Classification problem with no context in numerical features

Question

I have an extremely abstract and numeric data with equally abstract objective.

I have around 3000 rows of train data (df_train), where I have a binary target variable target (0 or 1), where I have 50 numerical (float) features num1, num2, ..., num50 ranging from 0 and 1, and 50 integer features int1, int2, ..., int50 being either -1, 0, or 1. This adds up to my data having 3000 rows and 101 columns.

My test data(df_test) has the same format as the train data excluding the target variable, having 500 rows. My objective is to classify the target variable based on other features in the test data.

Given that there are a lot of features, my instinct was to do a dimensionality reduction, and since the goal is to classify rather than cluster, I thought PCA would be more appropriate compared to other manifold methods such as t-SNE.

I have a couple questions regarding the designing of the solution:

1. Naturally, as the number of PCA components get closer to the number of features, it explains more variability. What is the good threshold to explain the data yet still reduce the dimension?

2. After fitting the PCA by scikit, how can the result play into actually classifying the target variable in my test data?

3. Is there a more appropriate dimensionality reduction technique, or furthermore is it actually necessary to do a dimensionality reduction?

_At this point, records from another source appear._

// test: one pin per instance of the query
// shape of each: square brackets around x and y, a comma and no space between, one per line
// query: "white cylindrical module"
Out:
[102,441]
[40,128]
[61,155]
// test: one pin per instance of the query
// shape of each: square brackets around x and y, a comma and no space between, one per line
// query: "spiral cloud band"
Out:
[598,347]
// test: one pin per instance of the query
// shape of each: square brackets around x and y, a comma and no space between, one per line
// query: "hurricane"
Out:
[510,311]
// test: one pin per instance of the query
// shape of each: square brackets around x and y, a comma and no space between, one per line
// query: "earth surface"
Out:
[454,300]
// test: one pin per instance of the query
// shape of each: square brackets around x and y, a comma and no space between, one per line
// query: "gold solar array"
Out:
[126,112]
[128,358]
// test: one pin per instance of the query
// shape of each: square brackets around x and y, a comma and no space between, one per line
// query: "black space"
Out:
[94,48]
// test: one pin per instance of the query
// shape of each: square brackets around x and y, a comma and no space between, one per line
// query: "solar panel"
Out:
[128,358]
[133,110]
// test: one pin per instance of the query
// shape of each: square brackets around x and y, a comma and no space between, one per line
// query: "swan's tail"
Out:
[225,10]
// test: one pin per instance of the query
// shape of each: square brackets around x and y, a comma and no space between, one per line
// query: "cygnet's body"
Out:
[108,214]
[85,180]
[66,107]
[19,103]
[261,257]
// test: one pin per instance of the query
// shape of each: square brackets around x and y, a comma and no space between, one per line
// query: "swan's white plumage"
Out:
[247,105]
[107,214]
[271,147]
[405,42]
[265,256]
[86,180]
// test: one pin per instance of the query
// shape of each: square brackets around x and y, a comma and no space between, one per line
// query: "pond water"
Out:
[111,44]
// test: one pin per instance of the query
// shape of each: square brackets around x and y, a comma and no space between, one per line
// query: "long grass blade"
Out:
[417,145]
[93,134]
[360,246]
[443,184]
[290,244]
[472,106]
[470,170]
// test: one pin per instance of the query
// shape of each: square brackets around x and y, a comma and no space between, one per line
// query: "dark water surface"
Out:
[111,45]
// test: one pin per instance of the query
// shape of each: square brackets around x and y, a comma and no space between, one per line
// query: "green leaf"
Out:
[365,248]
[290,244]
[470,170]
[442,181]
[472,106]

Any insights are greatly appreciated.

Answer 1

1. There is no way to decide for a good threshold without more information about the data. For example, if the independent variables are highly correlated, you probably want to reduce the dimension. However, they might all be rich in information and only weakly correlated. I would not listen to people telling you that the number of predictors should be the square root of your number of observations. A good rule of thumb is: Whatever gives the best out-of-sample predictions is the best model.
2. I am not familiar with PCA in scikit. That being said, the basic idea is that you apply the same normalization steps (remember that PCA assumes that the variables are distributed with mean 0 and variances 1) using the test data coefficients and then define the principle components as linear combination of your original (scaled) variables. When you've transformed both your train and your test data set, you can use any model you like on these new data sets.
3. Using PCA for dimensionality reduction can improve prediction results at the cost of interpretability. In the example of a linear model, column num1 having a coefficient of 5.7 is interpreted easily. However, what does it mean if principle component 1 has a coefficient of 0.32? Again, in the example of a linear model, there are the Akaike and Bayesian information criteria (AIC and BIC) for dimensionality reduction. They keep the original variables as they are, only removing others. See https://en.wikipedia.org/wiki/Akaike_information_criterion.